Стараниями прусского вице-консула, одного обеспеченного армянина, для нас четверых, а именно: меня, прусского лейтенанта, американца и шотландца, вместе с лошадью, четырьмя мулами и одним ослом, была организована поездка в Иерусалим. Благодаря значительному бакшишу, выданному нами оказавшимся очень услужливыми лицам, в 9 часов при приблизительно 20 градусах по шкале Рихтера мы выехали из Яффы.

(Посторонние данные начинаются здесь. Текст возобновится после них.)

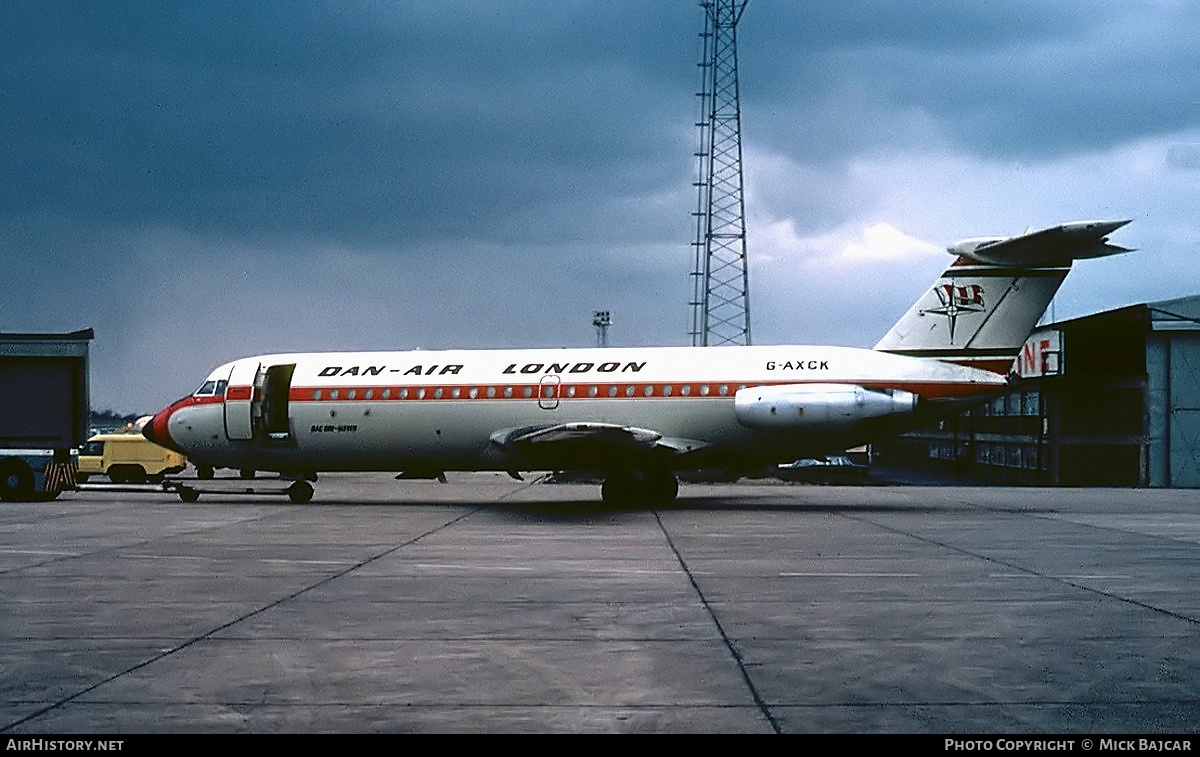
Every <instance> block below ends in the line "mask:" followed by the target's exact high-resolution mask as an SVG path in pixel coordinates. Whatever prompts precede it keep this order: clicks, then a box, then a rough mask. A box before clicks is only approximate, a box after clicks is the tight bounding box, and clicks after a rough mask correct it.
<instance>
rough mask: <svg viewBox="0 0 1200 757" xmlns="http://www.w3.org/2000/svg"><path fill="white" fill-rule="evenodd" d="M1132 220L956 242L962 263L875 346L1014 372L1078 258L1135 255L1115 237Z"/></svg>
mask: <svg viewBox="0 0 1200 757" xmlns="http://www.w3.org/2000/svg"><path fill="white" fill-rule="evenodd" d="M1127 223H1129V221H1082V222H1078V223H1064V224H1062V226H1056V227H1052V228H1049V229H1042V230H1039V232H1031V233H1026V234H1021V235H1020V236H1012V238H978V239H968V240H962V241H960V242H956V244H954V245H952V246H950V247H949V248H948V252H950V253H952V254H954V256H956V258H955V260H954V263H953V264H950V266H949V268H948V269H947V270H946V271H944V272H943V274H942V275H941V276H940V277H938V278H937V281H935V282H934V284H932V287H930V288H929V289H928V290H926V292H925V294H923V295H922V298H920V299H919V300H917V302H916V304H914V305H913V306H912V307H911V308H908V312H907V313H905V316H904V317H902V318H901V319H900V320H899V322H896V324H895V325H894V326H892V329H890V330H889V331H888V332H887V334H886V335H884V336H883V338H882V340H880V342H878V344H876V346H875V349H877V350H880V352H887V353H895V354H901V355H912V356H918V358H934V359H938V360H947V361H950V362H959V364H964V365H971V366H974V367H979V368H984V370H988V371H992V372H995V373H1007V372H1008V370H1009V367H1010V366H1012V364H1013V359H1014V358H1016V354H1018V352H1020V349H1021V344H1024V343H1025V340H1026V337H1028V335H1030V332H1031V331H1033V328H1034V326H1036V325H1037V323H1038V319H1039V318H1040V317H1042V313H1044V312H1045V308H1046V306H1048V305H1049V304H1050V300H1051V299H1052V298H1054V295H1055V293H1056V292H1057V290H1058V287H1060V286H1061V284H1062V282H1063V280H1064V278H1066V277H1067V272H1068V271H1069V270H1070V264H1072V263H1073V262H1074V260H1079V259H1084V258H1099V257H1104V256H1110V254H1117V253H1122V252H1129V251H1128V250H1127V248H1124V247H1117V246H1116V245H1110V244H1109V241H1108V235H1109V234H1111V233H1112V232H1115V230H1116V229H1118V228H1121V227H1122V226H1124V224H1127Z"/></svg>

Вдоль бесконечной живой изгороди из индийской смоквы, за которой повсюду виднелись огненно-красные цветы гранатов и изобилующие золотистыми плодами апельсиновые и лимонные деревья, мы добрались до прославленной благодаря книге Пророка Исайи и Песни Песней долины Сарон. Их розы и лилии, конечно, уже отцвели, но наши глаза наслаждались видом свежей, цветущей зелени и плодородных нив. В деревушках, располагавшихся вдоль дороги и несколько в стороне от нее, были только глиняные или каменные дома и росло множество оливковых и фиговых деревьев. Деревня Язур – вероятно, останки известного в древности военного города Газер; Беф-Деджан, своим названием напоминающий о древнем божестве филистимлян – Дагоне; деревня Сарафенд, бывшая в VI веке резиденцией епископа, – встретились на нашем пути. Вдалеке, на возвышенности, находившейся к северу, нашим взглядам предстала та самая Лидда, где апостол Петр исцелил Энея и где святой Георгий Победоносец во времена правления Диоклетиана принял мученическую смерть. О славной истории этого города сейчас свидетельствуют только несколько развалин.

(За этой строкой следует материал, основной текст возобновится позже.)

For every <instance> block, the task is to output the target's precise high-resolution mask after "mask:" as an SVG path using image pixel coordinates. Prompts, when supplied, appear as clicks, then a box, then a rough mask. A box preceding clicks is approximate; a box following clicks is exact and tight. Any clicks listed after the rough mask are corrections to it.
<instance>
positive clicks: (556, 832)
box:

В полдень мы заметили вдали верх знаменитой древней башни Рамлы; пятнадцать лет назад я забирался туда, чтобы с ее высоты окинуть взглядом лежавшие к востоку скалистые, пустынные горы Иудеи. Вскоре посреди темно-зеленой рощи мелькнули главы минаретов того самого, населенного тысячами христиан города, в котором, по крайней мере со времен Крестовых походов, благочестивые души признавали библейскую Аримафею – родной город того, в чьей гробнице был похоронен Господь. В час дня мы остановились у главных ворот католического монастыря Св. Никодима.